US 12,411,212 B1
Mobile safety systems
Sandeep Pandya, Irvine, CA (US); Sundeep Ahluwalia, San Diego, CA (US); Changsoo Jeong, Rancho Palos Verdes, CA (US); Michael Korkin, Glendale, CA (US); Kyungsuk Lee, Rancho Palos Verdes, CA (US); Christopher Ro, Aliso Viejo, CA (US); and Yong Wu, Signal Hill, CA (US)
Assigned to Everguard, Inc., Irvine, CA (US)
Filed by Everguard, Inc., Irvine, CA (US)
Filed on May 4, 2021, as Appl. No. 17/307,542.
Claims priority of provisional application 63/022,964, filed on May 11, 2020.
Int. Cl. G01S 7/48 (2006.01); G01S 7/4915 (2020.01); G01S 17/42 (2006.01); G01S 17/894 (2020.01); G06N 20/00 (2019.01)

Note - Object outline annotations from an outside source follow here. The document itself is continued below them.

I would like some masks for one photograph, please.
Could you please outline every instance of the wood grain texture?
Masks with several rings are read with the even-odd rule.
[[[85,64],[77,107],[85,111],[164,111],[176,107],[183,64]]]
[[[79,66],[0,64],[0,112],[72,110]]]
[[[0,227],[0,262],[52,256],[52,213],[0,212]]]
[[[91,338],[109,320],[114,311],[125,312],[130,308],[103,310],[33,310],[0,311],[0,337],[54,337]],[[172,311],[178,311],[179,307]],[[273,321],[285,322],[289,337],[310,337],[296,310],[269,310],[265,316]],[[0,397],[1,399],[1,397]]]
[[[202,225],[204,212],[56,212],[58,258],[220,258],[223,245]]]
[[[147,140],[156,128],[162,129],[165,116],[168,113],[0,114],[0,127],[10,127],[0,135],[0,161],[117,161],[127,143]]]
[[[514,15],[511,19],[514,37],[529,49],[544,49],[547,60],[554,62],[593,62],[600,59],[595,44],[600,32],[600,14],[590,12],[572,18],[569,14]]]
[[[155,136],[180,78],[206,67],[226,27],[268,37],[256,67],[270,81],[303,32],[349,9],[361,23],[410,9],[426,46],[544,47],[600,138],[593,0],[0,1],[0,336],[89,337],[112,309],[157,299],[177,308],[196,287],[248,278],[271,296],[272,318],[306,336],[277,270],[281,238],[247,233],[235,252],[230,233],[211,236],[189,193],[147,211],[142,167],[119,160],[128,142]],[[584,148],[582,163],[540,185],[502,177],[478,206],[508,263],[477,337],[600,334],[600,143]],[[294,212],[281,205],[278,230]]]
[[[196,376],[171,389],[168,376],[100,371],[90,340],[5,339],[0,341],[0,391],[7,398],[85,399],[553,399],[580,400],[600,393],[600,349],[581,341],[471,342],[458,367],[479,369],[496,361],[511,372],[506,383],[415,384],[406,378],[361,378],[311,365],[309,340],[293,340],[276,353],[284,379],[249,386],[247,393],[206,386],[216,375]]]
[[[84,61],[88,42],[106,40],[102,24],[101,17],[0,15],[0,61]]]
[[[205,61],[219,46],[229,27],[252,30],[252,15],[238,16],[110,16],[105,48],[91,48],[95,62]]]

CPC G01S 7/4802 (2013.01) [G01S 7/4915 (2013.01); G01S 17/42 (2013.01); G01S 17/894 (2020.01); G06N 20/00 (2019.01)] 20 Claims
OG exemplary drawing
 
1. A mobile system for managing safety in an environment, comprising:
a mobile platform configured to move the mobile system in the environment;
a computer vision component for generating computer vision output data of the environment;
a real-time locating component for generating location data about an object within the environment, the location data including identity of the object and location of the object within the environment, wherein the location of the object is determined based on location tracking performed by a mobile tag device carried by the object, further wherein the mobile tag identifies the object;
a light detection and ranging (LIDAR) component for generating 3D point cloud data of the environment; and
an edge computing device coupled to the computer vision component, the real-time locating component and the LIDAR component and configured to:
(i) receive a data stream including the computer vision output data, the location data and the 3D point cloud data to generate an input feature dataset, wherein the generation of the input feature dataset includes use of complementary information in the location data, the computer vision data, and the 3D point cloud for multimodal sensor fusion, further wherein:
the identity of the object depicted within the computer vision output data is determined based on the identity of the object and location of the object included in the location data; and
the 3D point cloud and the location data are registered to a 3D scene map of the environment, the 3D scene map of the environment generated based on the computer vision output data; and
(ii) process the input feature dataset using a machine learning algorithm trained model to generate a safety related result, wherein the safety related result indicates a detected or predicted adverse event involving the object and one or more other objects within the environment.